Login

Bien réussir l’implantation d’une luzerne

Bonnes pratiques. Plusieurs essais conduits ces dernières années par Arvalis et les partenaires de l’Ouest (chambres d’agriculture de Bretagne et de Mayenne), dans le cadre du projet SOS Protein, sur le chaulage, la fertilisation, le désherbage ou les dates de semis, éclairent sur les bonnes pratiques pour réussir cette culture.

Vous devez vous inscrire pour consulter librement tous les articles.

Peut-on cultiver de la luzerne partout ? La réponse est non. Le premier critère dans le choix d’une parcelle destinée à recevoir cette culture est l’hydromorphie. La luzerne ne se plaît que dans les sols sains. La station expérimentale d’Arvalis, à La Jaillière (Loire-Atlantique), en a fait l’expérience en 2014, dans une prairie multi-espèce où la luzerne n’a résisté qu’à l’aplomb des drains. Les sols hydromorphes étant bannis, la luzerne peut-elle produire dans des sols acides ? Et quelle réponse attendre de la plante aux amendements basiques ?

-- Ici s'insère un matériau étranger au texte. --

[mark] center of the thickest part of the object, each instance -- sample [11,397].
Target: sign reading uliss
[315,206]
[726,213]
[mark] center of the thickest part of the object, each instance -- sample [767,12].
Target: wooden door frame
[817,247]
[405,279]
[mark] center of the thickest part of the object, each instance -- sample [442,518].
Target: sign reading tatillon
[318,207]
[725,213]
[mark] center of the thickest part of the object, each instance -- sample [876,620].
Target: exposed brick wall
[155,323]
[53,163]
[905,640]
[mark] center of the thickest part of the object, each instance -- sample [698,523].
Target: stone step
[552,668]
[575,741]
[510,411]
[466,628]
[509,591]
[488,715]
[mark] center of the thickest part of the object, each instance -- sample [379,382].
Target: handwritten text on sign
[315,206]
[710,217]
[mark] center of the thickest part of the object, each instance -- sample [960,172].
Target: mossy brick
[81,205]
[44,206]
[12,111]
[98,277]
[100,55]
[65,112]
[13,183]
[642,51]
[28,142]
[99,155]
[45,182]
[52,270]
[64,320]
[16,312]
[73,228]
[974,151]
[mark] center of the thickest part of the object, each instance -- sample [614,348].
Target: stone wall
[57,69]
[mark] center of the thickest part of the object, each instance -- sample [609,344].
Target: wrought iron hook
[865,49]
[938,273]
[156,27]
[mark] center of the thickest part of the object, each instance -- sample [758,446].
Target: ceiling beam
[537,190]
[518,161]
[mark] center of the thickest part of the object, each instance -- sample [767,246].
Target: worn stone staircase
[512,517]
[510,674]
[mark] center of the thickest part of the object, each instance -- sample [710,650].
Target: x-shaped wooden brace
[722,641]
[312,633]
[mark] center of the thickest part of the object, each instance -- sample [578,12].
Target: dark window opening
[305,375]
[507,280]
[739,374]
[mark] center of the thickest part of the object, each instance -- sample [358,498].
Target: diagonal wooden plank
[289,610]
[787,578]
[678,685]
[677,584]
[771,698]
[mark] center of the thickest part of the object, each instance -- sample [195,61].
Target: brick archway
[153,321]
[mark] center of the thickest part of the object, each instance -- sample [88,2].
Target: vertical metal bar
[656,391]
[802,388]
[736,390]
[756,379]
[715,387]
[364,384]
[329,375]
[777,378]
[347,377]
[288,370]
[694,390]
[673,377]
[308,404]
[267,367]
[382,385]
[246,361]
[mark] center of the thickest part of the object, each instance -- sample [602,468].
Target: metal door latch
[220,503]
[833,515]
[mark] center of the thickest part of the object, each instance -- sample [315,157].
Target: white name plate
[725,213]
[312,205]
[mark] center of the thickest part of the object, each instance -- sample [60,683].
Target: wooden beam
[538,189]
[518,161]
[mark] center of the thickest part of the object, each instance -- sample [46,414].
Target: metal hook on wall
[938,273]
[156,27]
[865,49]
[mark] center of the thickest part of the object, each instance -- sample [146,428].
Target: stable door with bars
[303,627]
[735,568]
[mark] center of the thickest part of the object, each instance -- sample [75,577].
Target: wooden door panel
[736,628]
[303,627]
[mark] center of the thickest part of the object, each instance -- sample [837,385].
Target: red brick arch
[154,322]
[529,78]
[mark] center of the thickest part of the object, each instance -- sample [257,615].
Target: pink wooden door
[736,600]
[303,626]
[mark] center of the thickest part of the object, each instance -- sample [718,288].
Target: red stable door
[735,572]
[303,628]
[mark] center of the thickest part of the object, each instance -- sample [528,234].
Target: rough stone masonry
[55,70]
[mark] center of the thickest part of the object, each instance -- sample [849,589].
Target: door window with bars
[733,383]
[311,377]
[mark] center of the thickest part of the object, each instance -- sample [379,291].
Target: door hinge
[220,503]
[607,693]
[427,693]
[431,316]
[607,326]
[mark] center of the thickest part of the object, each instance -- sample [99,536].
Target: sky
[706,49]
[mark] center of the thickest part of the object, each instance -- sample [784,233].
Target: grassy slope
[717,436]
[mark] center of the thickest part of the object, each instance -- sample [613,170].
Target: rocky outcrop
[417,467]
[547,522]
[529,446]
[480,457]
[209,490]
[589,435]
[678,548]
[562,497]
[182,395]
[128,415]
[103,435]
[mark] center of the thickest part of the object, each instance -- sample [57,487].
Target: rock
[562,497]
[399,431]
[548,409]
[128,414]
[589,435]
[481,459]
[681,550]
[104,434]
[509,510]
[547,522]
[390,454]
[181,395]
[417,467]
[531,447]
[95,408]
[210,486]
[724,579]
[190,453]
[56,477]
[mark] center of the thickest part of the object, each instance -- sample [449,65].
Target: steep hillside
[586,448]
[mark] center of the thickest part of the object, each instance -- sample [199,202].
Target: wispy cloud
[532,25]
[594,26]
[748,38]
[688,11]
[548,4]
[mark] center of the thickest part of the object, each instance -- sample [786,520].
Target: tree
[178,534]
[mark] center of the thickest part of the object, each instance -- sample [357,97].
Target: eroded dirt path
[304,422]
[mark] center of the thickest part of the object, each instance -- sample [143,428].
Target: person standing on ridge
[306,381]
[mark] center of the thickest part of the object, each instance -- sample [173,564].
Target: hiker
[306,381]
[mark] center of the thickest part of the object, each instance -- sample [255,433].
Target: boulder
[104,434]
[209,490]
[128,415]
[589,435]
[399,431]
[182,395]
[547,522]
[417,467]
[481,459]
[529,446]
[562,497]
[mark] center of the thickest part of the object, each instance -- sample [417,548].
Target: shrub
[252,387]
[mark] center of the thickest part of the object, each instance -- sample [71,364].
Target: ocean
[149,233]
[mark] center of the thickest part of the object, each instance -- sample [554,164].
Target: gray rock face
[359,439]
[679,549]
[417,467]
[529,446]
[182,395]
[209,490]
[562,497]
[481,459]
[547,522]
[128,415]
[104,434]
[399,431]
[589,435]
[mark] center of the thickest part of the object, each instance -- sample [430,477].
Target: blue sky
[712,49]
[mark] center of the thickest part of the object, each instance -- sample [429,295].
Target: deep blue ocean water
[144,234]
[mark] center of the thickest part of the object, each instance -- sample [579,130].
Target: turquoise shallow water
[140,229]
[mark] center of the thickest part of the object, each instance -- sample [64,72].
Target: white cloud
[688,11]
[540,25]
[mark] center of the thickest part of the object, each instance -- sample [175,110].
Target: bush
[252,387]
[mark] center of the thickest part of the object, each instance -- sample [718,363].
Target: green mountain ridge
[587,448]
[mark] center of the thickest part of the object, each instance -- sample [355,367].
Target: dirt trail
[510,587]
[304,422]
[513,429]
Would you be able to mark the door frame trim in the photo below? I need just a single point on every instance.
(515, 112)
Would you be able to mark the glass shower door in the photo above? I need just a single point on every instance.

Un essai a été conduit à la station expérimentale en 2014, avec un suivi des rendements sur deux ans dans une parcelle sablo-limoneuse au pH initial de 5,8. L’objectif était d’augmenter ce pH à 6,5, puis à 7 avec deux formes de chaulage : du carbonate broyé ou pulvérisé, à la dose de 1 000 ou 2 000 unités.

La réponse au chaulage dans les sols acides

On constate une réponse très nette en rendement entre le témoin non chaulé et le pH à 6,5, et elle est encore plus rapide avec un produit pulvérisé. Le rendement continue de progresser, plus modérément, avec un pH à 7. « Notre message est de viser au minimum un pH à 6,5 pour garantir une bonne production fourragère et une pérennité de la culture. On privilégiera le carbonate pulvérisé pour un chaulage de redressement, sachant que son effet s’estompera plus rapidement, et le carbonate grossier (broyé) pour des chaulages d’entretien », résume Anthony Uijttewaal, ingénieur agronomie et fourrage à Arvalis.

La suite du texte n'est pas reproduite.